Didi é componente de uma das 120 famílias que estão sendo capacitadas para produzir hortaliças orgânicas. O projeto foi iniciado com a assinatura de um contrato no último dia 5 de junho com a Petrobras, que contribuirá com um patrocínio de mais de R$ 1 milhão. O Ministério Público, Sebrae e Emater são outros parceiros. “Ganham os agricultores e o mercado, que receberá um produto de mais qualidade”, ressalta Jarian Gomes, presidente da Associação de Amigos e Moradores do Sítio Gramoré e Adjacências (Amigs).
Estima-se que 514 pessoas sejam beneficiadas no projeto. Atualmente os produtores vendem suas hortaliças a atravessadores, que lucram cerca de 80% na revenda. Jarian Gomes conta que um “mói” – cerca de dois pés – de coentro chega a ser vendido por R$ 0,15 a terceiros. Isso quando a produção não se perde, como explica Didi. “É tanta produção que às vezes jogamos no mato”, revela o agricultor. Quando o processo de transformação das hortas for concluído, a expectativa é que a comunidade possa vender os produtos orgânicos diretamente para o mercado.
Por ser margeada por algumas lagoas, a comunidade Gramorezinho tem um alto potencial para o cultivo. No projeto os produtores foram cadastrados e as áreas produtivas mapeadas. Em breve deve ser iniciada a fase de capacitação técnica e gerencial dos agricultores. A transição do modelo convencional para o orgânico ocorrerá em etapas, voltando inicialmente 20% da produção para as hortas orgânicas.
Arroz vermelho No último dia 7 de junho a certificação orgânica chegou ao setor de fruticultura. Um grupo de pequenos produtores de goiaba e acerola da comunidade Frutuoso, no município de Serra Negra do Norte, na região Seridó, leva o selo do IBD em seus produtos. A fruticultura orgânica veio em um projeto desenvolvido pelo Sebrae para substituir o cultivo do feijão verde no vale do rio Espinhara, em Serra Negra do Norte. Foram contempladas dez famílias, que receberam consultoria tecnológica para implantação de práticas de manejo orgânico.
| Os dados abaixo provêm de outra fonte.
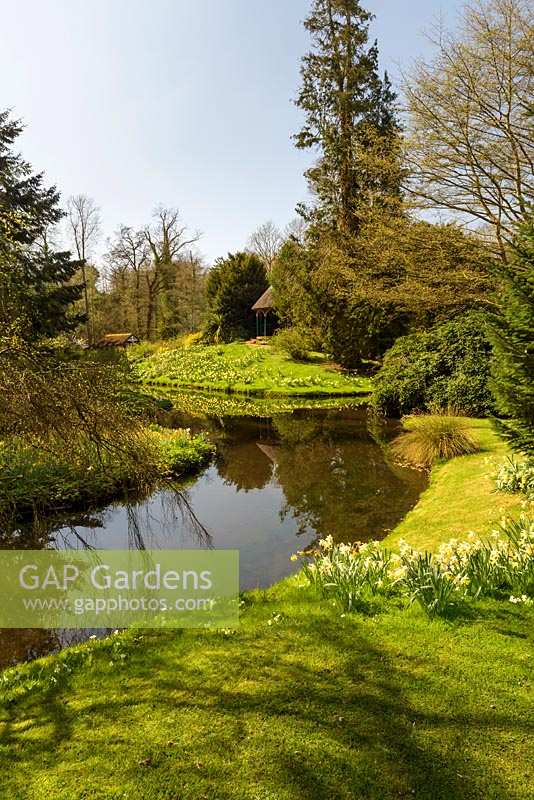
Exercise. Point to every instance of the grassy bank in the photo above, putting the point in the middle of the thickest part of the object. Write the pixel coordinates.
(300, 702)
(241, 368)
(461, 496)
(33, 480)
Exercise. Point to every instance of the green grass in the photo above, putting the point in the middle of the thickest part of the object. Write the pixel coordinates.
(33, 480)
(314, 705)
(241, 368)
(301, 702)
(461, 496)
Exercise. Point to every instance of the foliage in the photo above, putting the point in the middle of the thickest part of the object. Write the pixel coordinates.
(350, 117)
(357, 294)
(482, 75)
(155, 282)
(511, 334)
(35, 289)
(461, 495)
(433, 437)
(445, 367)
(305, 683)
(460, 571)
(292, 342)
(233, 286)
(516, 476)
(243, 368)
(35, 480)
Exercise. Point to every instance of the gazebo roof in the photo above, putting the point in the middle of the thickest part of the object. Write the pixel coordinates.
(117, 340)
(265, 302)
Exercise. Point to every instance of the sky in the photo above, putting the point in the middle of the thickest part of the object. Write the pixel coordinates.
(185, 103)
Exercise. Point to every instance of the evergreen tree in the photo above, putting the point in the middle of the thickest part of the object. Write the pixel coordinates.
(512, 337)
(34, 277)
(232, 287)
(350, 117)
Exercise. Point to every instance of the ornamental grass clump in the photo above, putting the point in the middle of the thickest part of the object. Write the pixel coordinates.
(460, 572)
(516, 477)
(433, 437)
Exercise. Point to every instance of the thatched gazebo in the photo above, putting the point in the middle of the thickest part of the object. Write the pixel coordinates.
(117, 340)
(262, 308)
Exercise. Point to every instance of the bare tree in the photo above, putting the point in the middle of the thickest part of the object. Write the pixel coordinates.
(83, 222)
(166, 238)
(471, 148)
(266, 242)
(129, 254)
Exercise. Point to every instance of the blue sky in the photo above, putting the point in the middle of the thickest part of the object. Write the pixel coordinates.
(181, 102)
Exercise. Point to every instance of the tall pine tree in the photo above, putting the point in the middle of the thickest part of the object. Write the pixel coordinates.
(350, 117)
(35, 280)
(513, 343)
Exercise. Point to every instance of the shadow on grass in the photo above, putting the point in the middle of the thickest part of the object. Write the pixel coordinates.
(307, 710)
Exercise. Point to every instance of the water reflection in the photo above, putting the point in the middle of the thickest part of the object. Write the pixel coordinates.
(274, 486)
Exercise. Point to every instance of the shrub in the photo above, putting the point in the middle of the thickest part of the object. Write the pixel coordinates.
(233, 285)
(293, 342)
(432, 438)
(515, 476)
(446, 366)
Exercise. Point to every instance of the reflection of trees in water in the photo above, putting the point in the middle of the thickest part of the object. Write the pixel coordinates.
(334, 472)
(243, 467)
(84, 530)
(337, 479)
(23, 644)
(347, 490)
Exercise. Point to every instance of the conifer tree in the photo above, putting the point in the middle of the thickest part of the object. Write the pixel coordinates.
(350, 117)
(35, 279)
(512, 336)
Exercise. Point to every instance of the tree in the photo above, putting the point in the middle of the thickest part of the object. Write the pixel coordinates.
(233, 285)
(357, 294)
(350, 117)
(513, 342)
(167, 238)
(128, 259)
(471, 147)
(83, 223)
(36, 291)
(266, 242)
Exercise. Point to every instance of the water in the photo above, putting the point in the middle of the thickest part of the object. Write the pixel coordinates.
(274, 487)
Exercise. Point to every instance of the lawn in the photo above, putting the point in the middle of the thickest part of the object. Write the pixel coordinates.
(38, 481)
(245, 369)
(300, 702)
(461, 496)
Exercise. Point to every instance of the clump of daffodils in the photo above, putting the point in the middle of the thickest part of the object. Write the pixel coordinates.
(461, 570)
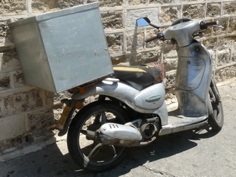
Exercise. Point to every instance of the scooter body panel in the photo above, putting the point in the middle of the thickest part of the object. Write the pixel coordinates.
(145, 101)
(193, 79)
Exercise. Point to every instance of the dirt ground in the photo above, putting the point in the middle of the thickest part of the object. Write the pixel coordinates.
(189, 153)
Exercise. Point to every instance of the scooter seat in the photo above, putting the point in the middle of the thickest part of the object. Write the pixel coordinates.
(143, 75)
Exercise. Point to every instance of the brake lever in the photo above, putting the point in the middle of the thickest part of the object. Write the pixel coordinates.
(218, 26)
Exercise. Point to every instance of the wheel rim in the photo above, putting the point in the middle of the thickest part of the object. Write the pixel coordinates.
(217, 113)
(94, 152)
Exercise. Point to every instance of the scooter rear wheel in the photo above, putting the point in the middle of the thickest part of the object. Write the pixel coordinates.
(86, 151)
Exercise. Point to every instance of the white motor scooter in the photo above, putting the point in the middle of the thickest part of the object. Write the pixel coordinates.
(130, 109)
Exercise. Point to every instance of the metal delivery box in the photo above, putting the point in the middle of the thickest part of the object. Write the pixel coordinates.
(62, 49)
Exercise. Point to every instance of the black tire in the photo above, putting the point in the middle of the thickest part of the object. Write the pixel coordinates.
(216, 119)
(88, 153)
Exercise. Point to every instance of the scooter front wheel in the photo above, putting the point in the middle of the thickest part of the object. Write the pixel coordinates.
(86, 151)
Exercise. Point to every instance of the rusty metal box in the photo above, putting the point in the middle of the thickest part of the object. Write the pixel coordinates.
(62, 49)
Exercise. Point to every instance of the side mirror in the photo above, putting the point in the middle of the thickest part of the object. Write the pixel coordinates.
(143, 21)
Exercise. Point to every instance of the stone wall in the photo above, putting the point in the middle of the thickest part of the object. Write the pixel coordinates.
(26, 112)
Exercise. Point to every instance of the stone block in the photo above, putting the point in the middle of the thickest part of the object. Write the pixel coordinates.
(210, 43)
(135, 42)
(5, 81)
(40, 119)
(13, 7)
(229, 8)
(108, 3)
(137, 2)
(68, 3)
(5, 35)
(144, 57)
(115, 43)
(112, 20)
(169, 14)
(170, 64)
(163, 1)
(119, 59)
(232, 25)
(155, 43)
(223, 57)
(218, 31)
(225, 73)
(14, 126)
(194, 11)
(134, 14)
(223, 43)
(9, 61)
(213, 10)
(43, 5)
(16, 103)
(170, 80)
(19, 80)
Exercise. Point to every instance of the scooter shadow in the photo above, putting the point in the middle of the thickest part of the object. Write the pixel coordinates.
(163, 147)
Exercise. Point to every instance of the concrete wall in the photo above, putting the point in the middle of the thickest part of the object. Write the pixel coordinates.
(26, 112)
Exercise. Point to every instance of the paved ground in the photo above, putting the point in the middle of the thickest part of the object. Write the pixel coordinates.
(192, 154)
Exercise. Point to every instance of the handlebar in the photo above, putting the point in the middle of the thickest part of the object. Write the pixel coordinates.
(204, 24)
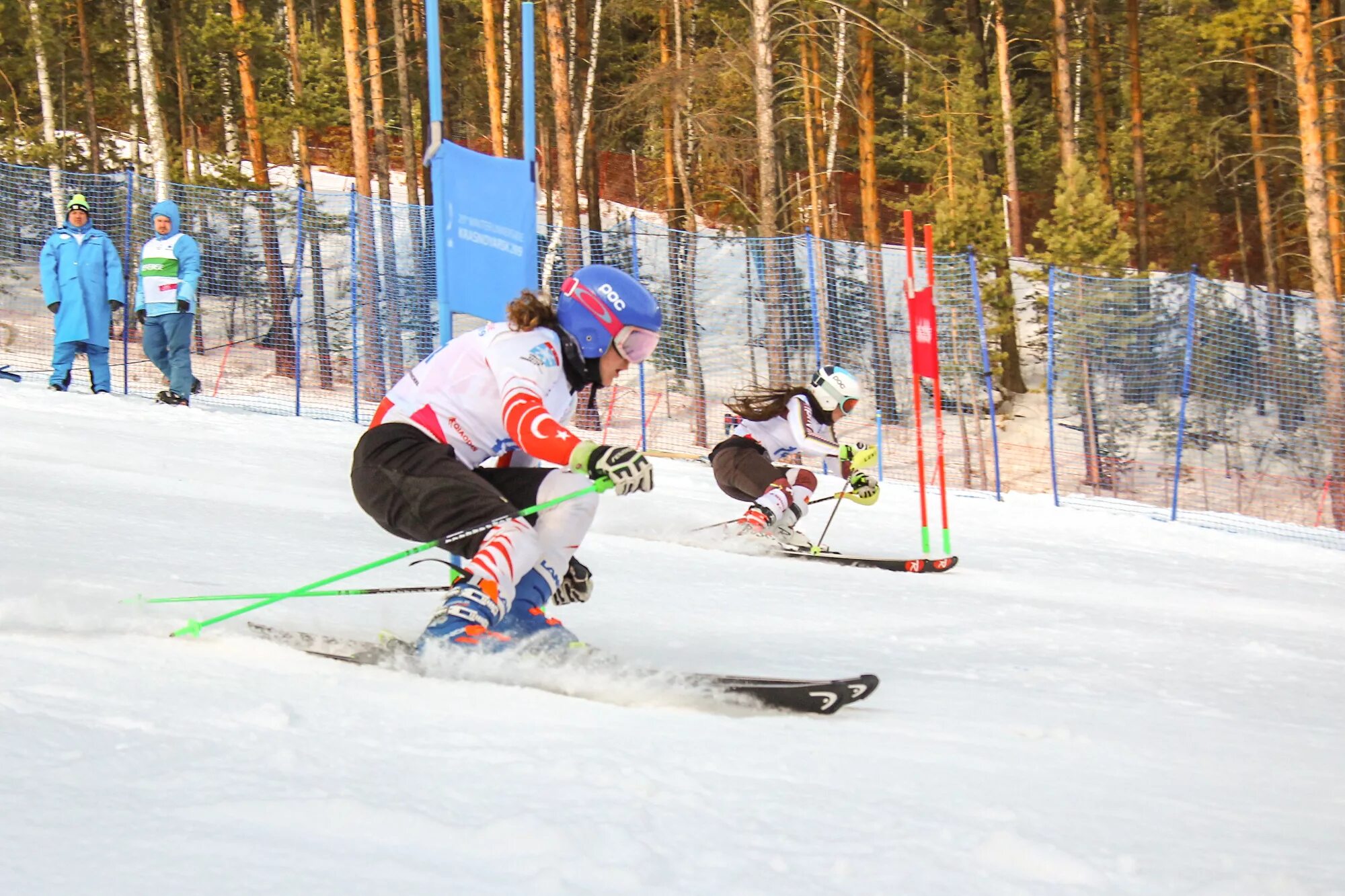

O engenheiro agrônomo e consultor técnico da Cooperativa de Serviços Técnicos do Agronegócio (Coopagro), José Flávio Brito, conta que foi identificado um uso indiscriminado de agrotóxico na região. Com orientação, os produtores adquiriram uma nova mentalidade, e em 2010 foi dado entrada no processo de certificação do IBD, com o selo sendo adquirido no fim do ano passado.
Do Vale do Apodi vem outro grupo de produtores certificados. Agricultores do assentamento Lagoa do Saco, na zona rural de Felipe Guerra, enxergam um futuro promissor com o cultivo de arroz vermelho orgânico. As elevadas qualidade e produtividade das variedades de arroz (MNA 901 e MNA 902) plantadas, além da perda reduzida, são alguns dos benefícios encontrados na região.
De acordo com dados do projeto, as novas variedades apresentam perda média de apenas 30%, enquanto as demais variedades cultivadas originam perda superior a 40%.